Oh yeah. I teach professional and Olympic athletes and a lot of them will tell you, at the peak levels, it’s not a physical game, it’s a mental game. I teach an Olympian who is in the best imaginable physical shape and they can’t sleep at night and they’re anxious. For health, it’s not just attending to the neck down. And so you could look at TM as an effortless exercise to bring the whole brain into peak performance. And then you’ve got more energy because we deplete so much of our energy in anxiety and worry and insomnia. I like to say, if you’re really on a healthy regime, you exercise, you eat properly, you transcend.

Your book, Strength in Stillness, came out a few months ago. What were the three most surprising things you learned while writing it?

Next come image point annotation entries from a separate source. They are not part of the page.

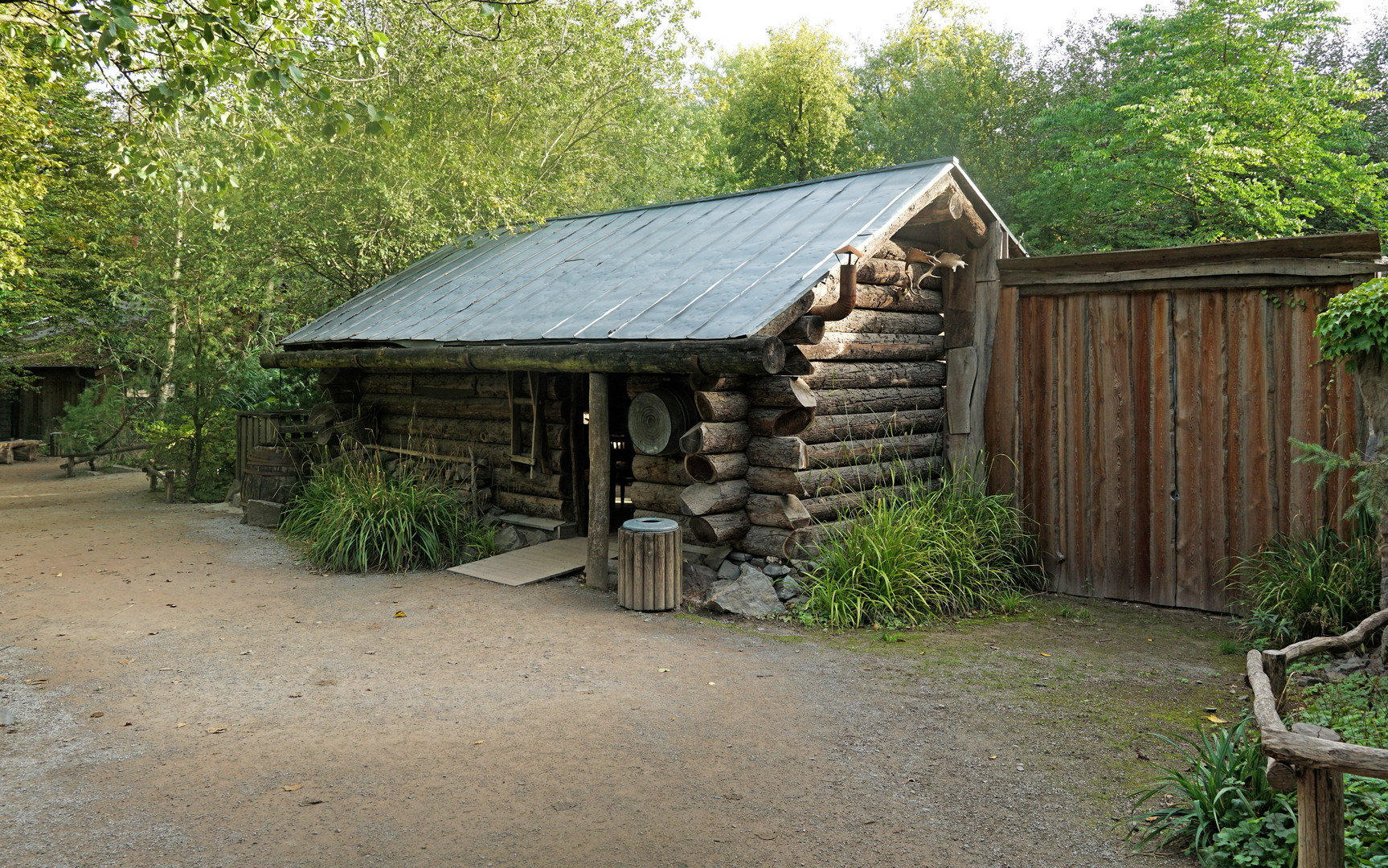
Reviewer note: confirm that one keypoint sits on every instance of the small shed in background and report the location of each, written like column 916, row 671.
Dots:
column 1145, row 400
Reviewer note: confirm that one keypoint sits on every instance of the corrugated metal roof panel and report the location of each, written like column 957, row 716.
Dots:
column 706, row 268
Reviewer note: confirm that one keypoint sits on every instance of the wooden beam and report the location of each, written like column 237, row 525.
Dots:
column 758, row 354
column 600, row 482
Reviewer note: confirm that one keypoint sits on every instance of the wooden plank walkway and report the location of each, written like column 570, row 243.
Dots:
column 534, row 563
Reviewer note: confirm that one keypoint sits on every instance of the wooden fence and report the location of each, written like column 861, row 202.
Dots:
column 1147, row 400
column 1311, row 759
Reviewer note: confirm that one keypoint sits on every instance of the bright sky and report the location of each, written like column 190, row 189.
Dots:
column 729, row 23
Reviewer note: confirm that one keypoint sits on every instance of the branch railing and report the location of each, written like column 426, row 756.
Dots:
column 1312, row 759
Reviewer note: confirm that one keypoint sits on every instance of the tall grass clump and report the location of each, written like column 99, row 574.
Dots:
column 926, row 553
column 355, row 515
column 1309, row 583
column 1220, row 805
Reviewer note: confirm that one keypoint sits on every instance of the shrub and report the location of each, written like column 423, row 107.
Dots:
column 1308, row 585
column 1223, row 812
column 100, row 418
column 1223, row 788
column 173, row 442
column 920, row 556
column 355, row 515
column 1357, row 707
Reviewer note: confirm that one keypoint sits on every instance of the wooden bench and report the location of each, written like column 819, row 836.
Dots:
column 74, row 459
column 24, row 450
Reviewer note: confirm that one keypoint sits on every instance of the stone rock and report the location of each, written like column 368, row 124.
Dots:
column 1345, row 667
column 697, row 579
column 264, row 513
column 788, row 588
column 508, row 539
column 751, row 593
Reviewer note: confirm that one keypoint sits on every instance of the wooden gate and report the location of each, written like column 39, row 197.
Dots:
column 1147, row 400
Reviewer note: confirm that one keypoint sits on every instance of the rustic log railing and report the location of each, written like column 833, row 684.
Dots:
column 1312, row 759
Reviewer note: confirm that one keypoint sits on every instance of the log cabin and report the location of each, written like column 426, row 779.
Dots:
column 752, row 366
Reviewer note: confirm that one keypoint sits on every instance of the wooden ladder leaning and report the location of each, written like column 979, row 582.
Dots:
column 532, row 402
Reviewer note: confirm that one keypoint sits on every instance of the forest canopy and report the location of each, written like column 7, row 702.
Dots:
column 186, row 181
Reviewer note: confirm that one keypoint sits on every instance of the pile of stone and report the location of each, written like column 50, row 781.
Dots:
column 739, row 583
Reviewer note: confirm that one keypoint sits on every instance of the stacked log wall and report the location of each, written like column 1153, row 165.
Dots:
column 704, row 485
column 467, row 417
column 879, row 420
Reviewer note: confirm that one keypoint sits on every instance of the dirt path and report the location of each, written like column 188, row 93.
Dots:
column 202, row 699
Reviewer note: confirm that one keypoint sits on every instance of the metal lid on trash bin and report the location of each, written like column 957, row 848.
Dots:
column 650, row 526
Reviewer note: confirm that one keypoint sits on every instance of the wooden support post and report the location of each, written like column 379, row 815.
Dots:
column 600, row 481
column 1320, row 818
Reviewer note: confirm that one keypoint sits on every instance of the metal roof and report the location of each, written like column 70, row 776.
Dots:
column 704, row 268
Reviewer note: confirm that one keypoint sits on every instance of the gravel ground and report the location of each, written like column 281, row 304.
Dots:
column 186, row 694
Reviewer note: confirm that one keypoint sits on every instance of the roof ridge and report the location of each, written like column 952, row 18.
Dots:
column 736, row 194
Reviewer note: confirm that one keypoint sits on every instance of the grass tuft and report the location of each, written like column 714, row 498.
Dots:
column 357, row 517
column 1308, row 585
column 930, row 553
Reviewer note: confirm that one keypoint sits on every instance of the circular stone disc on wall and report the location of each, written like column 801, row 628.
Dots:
column 650, row 424
column 658, row 418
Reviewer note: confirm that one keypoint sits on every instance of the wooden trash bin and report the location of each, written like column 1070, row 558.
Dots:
column 650, row 564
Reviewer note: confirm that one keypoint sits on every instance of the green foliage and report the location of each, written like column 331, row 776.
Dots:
column 1308, row 585
column 1205, row 124
column 1223, row 786
column 1355, row 324
column 945, row 85
column 784, row 112
column 1355, row 707
column 101, row 418
column 206, row 444
column 355, row 515
column 922, row 556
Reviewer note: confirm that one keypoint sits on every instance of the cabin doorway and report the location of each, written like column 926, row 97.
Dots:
column 620, row 453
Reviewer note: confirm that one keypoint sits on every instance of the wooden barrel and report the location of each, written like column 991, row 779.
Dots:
column 650, row 564
column 271, row 474
column 658, row 418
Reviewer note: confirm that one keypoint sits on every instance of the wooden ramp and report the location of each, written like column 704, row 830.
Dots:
column 534, row 563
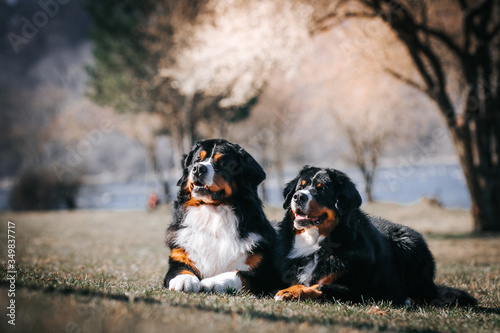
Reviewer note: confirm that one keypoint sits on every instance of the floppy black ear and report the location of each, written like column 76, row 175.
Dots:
column 348, row 197
column 289, row 189
column 252, row 172
column 186, row 161
column 288, row 192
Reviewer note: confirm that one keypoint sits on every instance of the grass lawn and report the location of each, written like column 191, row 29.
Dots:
column 93, row 271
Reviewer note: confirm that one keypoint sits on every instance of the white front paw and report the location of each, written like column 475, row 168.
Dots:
column 222, row 282
column 185, row 282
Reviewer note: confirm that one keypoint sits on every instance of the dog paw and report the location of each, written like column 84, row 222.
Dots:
column 298, row 292
column 186, row 283
column 284, row 295
column 222, row 282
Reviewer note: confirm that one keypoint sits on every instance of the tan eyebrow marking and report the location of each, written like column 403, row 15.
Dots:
column 217, row 156
column 203, row 154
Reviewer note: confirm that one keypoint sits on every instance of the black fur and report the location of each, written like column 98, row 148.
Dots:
column 375, row 259
column 240, row 168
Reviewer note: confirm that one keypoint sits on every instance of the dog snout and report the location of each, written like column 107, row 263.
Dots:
column 300, row 198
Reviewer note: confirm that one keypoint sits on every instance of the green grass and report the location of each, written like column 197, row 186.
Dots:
column 102, row 271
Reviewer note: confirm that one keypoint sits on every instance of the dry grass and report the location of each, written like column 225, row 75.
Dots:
column 101, row 271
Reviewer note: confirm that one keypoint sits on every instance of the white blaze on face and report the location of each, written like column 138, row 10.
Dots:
column 306, row 206
column 209, row 177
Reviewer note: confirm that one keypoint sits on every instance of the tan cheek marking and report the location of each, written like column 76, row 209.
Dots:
column 299, row 292
column 217, row 156
column 327, row 226
column 253, row 260
column 221, row 184
column 203, row 154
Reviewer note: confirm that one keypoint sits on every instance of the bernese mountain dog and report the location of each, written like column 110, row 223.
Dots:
column 219, row 238
column 328, row 248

Number one, new research documenting the holistic or global impact that TM has on healthy brain functioning. The second thing I was very surprised or inspired by was to see that, whether you’re the CEO of a huge company or a single mom with two kids, when you look into the eyes of both of them you can see anxiety. Worry is universal. Anxiety is universal. Insomnia is universal. That was shocking to me. And the third was, I’ve been teaching TM for 45 years. It was a wonderful experience for me to just basically have it all flow out. I took the time to write the essential pieces of information that a person would like to know about meditation in general and about my area of expertise, Transcendental Meditation. I didn’t want to try and convince anybody of anything. I just wanted to give them the information and let them be able to make an informed choice for themselves.

The David Lynch Foundation hosted a recent Festival of Disruption. What was the inspiration behind that?

Life itself is perpetual change. We’re changing spouses, we’re changing relationships, we’re changing jobs. There’s so much political upheaval, disruption in the world. And through meditation, we can have the clarity, the energy, really the resilience to make life less of a nightmare and more of a festival. Because it’s happening anyway and we can either be destroyed by it or we can become a master of our life. We can become in control of our life. And we can even enjoy our lives. So the Festival of Disruption means let’s celebrate the creative people who are, in the spite of everything that’s going on in the world today, managing to be creative and inspiring and innovative and forward-looking.

Meditation can help you to do that.

It gives us the resilience, the creativity, the energy, the power to do just that. To enable us. Otherwise, we get overwhelmed by stress, we get overwhelmed by anxiety, and then we start self-medicating. And then life becomes a hell.

What do you think about the evolution of meditation and how it’s now the cool thing to do?

It was really cool and trendy when the Beatles were doing it back in 1968 and 1969 when I started meditating, a billion years ago. And then it sort of disappeared. It’s come back in the last few years and I think there are three reasons why it’s on the one hand trendy, but, on the other hand, being taken very seriously by educators, by medical doctors, by researchers. Number one, we live in an epidemic of stress, and that’s killing us. Number two, modern medicine has no magic pill to cure or prevent this epidemic. We mask it with alcohol and tobacco and drugs and coffee. We mask it or we manage it with sleeping pills or anti-anxiety medication. But stress is like a tumor. Even though on the surface we’re masking it, it’s still metastasizing. So that’s the second reason, to be free. And number three, there’s been so much research on meditation in general that it’s given a legitimacy to the whole field.

What’s ahead in the next three years, I think, is that there’s going to be a clearing out because a lot of it is just junk. A lot of it is trendy stuff to make a buck. But, as the problems of stress become greater, society is going to look more carefully, like we would with medicine, at what’s really working.